Security officials announced over one hundred individuals were apprehended in a series of Saudi arrests of suspected terrorists in March 2010.
The individuals were all reported to be suspected of membership in Al Qaida in the Arabian Peninsula.
Judith Miller, formerly of The New York Times, reporting for Fox News, wrote that the captured men were "exchanging coded e-mails", with Said Ali al-Shihri.

The Telegraph reported that the Saudis arrested 113 individuals.
The suspects included 58 Saudis, 52 Yemenis, one Somali, one Bangla Deshi, and one Ethiopian.
According to The Telegraph the arrests were spread over several months, and were only made public in March.

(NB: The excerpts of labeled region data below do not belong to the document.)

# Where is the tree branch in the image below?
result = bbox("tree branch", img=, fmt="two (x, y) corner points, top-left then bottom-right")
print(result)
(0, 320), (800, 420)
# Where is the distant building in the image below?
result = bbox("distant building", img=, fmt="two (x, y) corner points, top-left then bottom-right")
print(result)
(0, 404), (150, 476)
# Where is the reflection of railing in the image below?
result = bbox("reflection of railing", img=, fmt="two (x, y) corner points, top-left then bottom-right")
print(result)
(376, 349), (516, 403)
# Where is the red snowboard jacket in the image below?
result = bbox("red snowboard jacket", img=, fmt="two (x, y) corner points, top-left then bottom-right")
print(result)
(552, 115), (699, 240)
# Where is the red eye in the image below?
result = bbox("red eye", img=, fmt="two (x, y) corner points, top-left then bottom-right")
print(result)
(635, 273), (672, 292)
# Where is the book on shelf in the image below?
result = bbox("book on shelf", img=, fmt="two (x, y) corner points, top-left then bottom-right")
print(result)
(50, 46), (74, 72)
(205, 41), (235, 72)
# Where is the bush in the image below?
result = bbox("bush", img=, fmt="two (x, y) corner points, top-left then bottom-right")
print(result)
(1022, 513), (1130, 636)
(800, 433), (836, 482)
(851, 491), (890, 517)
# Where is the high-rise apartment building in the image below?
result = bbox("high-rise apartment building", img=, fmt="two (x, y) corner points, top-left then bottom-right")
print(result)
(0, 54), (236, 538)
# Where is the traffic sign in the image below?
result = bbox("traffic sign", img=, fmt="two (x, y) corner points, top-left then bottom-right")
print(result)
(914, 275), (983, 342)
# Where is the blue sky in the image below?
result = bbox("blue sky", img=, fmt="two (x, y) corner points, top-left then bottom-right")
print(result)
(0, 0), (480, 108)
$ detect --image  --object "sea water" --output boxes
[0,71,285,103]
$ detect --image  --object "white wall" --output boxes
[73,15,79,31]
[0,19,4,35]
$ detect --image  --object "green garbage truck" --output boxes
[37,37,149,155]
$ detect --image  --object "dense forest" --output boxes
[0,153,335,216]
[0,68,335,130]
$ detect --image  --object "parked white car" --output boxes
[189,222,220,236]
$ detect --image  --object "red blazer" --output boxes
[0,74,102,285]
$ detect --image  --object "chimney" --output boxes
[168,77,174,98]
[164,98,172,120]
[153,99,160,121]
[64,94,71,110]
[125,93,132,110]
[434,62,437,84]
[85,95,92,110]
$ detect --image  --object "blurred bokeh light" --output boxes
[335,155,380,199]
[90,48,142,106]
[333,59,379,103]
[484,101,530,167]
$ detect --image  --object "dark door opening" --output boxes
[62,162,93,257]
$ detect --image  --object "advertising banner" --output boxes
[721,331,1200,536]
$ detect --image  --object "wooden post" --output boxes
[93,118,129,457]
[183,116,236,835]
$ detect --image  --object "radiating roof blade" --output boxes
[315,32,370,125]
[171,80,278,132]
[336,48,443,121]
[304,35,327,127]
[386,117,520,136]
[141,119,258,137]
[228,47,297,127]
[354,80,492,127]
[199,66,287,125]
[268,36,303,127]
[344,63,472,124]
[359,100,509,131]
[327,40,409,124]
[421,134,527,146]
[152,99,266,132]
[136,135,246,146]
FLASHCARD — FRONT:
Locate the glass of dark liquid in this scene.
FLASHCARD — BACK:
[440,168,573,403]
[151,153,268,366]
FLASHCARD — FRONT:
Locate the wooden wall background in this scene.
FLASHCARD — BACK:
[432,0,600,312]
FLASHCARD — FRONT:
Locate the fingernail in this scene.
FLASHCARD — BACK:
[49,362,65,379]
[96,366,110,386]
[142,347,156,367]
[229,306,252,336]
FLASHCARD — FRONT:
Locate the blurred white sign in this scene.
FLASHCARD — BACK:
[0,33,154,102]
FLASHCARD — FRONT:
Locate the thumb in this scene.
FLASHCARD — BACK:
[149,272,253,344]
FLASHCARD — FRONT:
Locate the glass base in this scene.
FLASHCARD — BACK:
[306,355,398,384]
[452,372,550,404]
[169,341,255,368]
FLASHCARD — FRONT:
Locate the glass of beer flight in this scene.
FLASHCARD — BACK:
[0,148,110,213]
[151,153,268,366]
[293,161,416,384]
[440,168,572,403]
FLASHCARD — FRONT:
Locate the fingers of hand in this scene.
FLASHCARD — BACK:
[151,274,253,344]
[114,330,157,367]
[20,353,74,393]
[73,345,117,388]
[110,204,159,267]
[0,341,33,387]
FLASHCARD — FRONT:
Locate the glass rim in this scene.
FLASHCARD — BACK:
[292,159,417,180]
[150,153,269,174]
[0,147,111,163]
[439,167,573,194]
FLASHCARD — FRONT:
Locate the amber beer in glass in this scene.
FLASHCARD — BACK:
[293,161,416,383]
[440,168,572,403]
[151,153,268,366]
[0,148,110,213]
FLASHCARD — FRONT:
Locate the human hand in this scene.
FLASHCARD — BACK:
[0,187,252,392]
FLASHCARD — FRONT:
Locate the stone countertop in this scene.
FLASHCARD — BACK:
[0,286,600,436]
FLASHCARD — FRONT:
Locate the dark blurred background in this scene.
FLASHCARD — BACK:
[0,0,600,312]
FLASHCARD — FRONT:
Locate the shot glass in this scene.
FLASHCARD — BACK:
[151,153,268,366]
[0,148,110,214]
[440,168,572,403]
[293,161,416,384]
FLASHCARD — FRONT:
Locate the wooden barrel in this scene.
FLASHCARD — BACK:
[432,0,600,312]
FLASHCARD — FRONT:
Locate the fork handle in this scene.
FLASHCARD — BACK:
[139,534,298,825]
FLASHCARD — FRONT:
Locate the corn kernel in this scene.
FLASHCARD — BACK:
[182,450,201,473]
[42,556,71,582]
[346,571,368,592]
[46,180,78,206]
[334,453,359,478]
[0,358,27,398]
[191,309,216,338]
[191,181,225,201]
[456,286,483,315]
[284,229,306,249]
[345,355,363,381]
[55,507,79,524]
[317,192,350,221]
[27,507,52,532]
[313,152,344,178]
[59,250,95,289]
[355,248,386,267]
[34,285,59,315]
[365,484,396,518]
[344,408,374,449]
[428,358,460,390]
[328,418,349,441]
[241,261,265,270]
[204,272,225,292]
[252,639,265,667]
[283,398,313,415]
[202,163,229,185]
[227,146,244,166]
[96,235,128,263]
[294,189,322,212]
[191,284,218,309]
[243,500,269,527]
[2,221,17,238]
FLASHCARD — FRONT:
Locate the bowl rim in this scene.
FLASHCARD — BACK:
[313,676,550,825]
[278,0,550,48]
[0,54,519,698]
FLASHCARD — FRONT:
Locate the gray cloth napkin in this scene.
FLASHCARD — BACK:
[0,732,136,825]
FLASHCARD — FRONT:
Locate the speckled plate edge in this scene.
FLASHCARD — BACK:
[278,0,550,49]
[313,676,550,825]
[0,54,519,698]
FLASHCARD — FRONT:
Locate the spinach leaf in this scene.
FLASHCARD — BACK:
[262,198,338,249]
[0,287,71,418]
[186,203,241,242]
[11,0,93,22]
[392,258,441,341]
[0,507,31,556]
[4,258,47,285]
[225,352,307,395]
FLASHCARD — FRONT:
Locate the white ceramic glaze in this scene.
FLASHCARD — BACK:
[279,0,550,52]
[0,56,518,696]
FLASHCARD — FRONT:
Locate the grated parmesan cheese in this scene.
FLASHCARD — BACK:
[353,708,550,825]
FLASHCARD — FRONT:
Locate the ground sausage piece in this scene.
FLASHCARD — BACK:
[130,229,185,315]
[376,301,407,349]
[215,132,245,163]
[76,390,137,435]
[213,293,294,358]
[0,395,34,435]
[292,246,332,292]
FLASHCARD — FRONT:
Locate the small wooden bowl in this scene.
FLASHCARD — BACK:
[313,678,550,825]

According to the Australian Broadcasting Corporation the captures represented three separate clandestine cells, which were unaware of one another.
Two of the cells were said to be composed of six individuals each, while the third was said to hold 101 individuals.
The raids were reported to have netted weapons, computers, anonymous prepaid cell phones, documents and cash.
The round-up of the largest cell was reported to have begun with the shootout where al-Shiri's brother-in-law, former Guantanamo captive Yussef Mohammed Mubarak al Shihri was killed.
According to Mansur al-Turki, a Saudi interior ministry spokesman, the cells were targeting Saudi's oil industry.

The Australian Broadcasting Corporation quoted a warning from Clive Williams, an expert in terrorism from Macquarie University, not to underestimate Al Qaida in the Arabian Peninsula.

Williams speculated that Saudi security officials had tortured the survivor of the October shootout.